Lab Studies Examine New Technique for Assessing Nuclear Plant Cables
EPRI is investigating a promising technology to evaluate the condition of low-voltage cables in nuclear plants—an historically difficult task.
Low-voltage cables serve important roles in nuclear plant operations, powering components, control systems, and communications. Many low-voltage cables were manufactured in the 1970s and 1980s, when most U.S. nuclear plants were built. As plant operators consider extending licenses beyond 30, 40, or 60 years, it is important to assess cables’ remaining useful life and to determine necessary repairs and replacements.
Today, technicians primarily use visual inspection and nonelectrical techniques. These require cable samples or direct access to cables, which is not always feasible. The best available electrical test method, frequency domain reflectometry, is performed at cable terminations.

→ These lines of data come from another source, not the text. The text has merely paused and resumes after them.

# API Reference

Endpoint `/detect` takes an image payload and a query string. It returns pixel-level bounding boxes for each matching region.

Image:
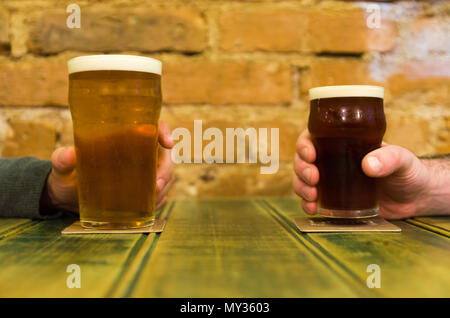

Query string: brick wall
[0,0,450,197]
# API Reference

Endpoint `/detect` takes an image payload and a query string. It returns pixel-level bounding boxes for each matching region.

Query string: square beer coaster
[294,216,402,232]
[61,220,166,234]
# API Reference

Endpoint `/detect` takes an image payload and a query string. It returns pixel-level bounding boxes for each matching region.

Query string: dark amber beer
[308,85,386,218]
[68,55,161,229]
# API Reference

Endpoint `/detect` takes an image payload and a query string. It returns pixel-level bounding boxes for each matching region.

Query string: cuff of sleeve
[0,157,60,219]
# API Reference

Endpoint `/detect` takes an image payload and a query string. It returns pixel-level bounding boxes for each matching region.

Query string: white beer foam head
[309,85,384,100]
[67,54,161,75]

It can detect and locate anomalies but cannot determine whether anomalies result from degradation or bent or twisted cable.
Because prior EPRI research determined that dielectric spectroscopy is effective for assessing a cable’s overall condition, researchers wanted to determine whether it could be combined with frequency domain reflectometry to pinpoint areas of severe degradation requiring repair or replacement.
In the laboratory, they applied dielectric spectroscopy to three cable samples (both shielded and unshielded) before and during accelerated thermal aging, and the method showed promise in detecting degradation. Building on these results, EPRI plans to lab-test more cables, develop diagnostic metrics, and field-test naturally aged cables.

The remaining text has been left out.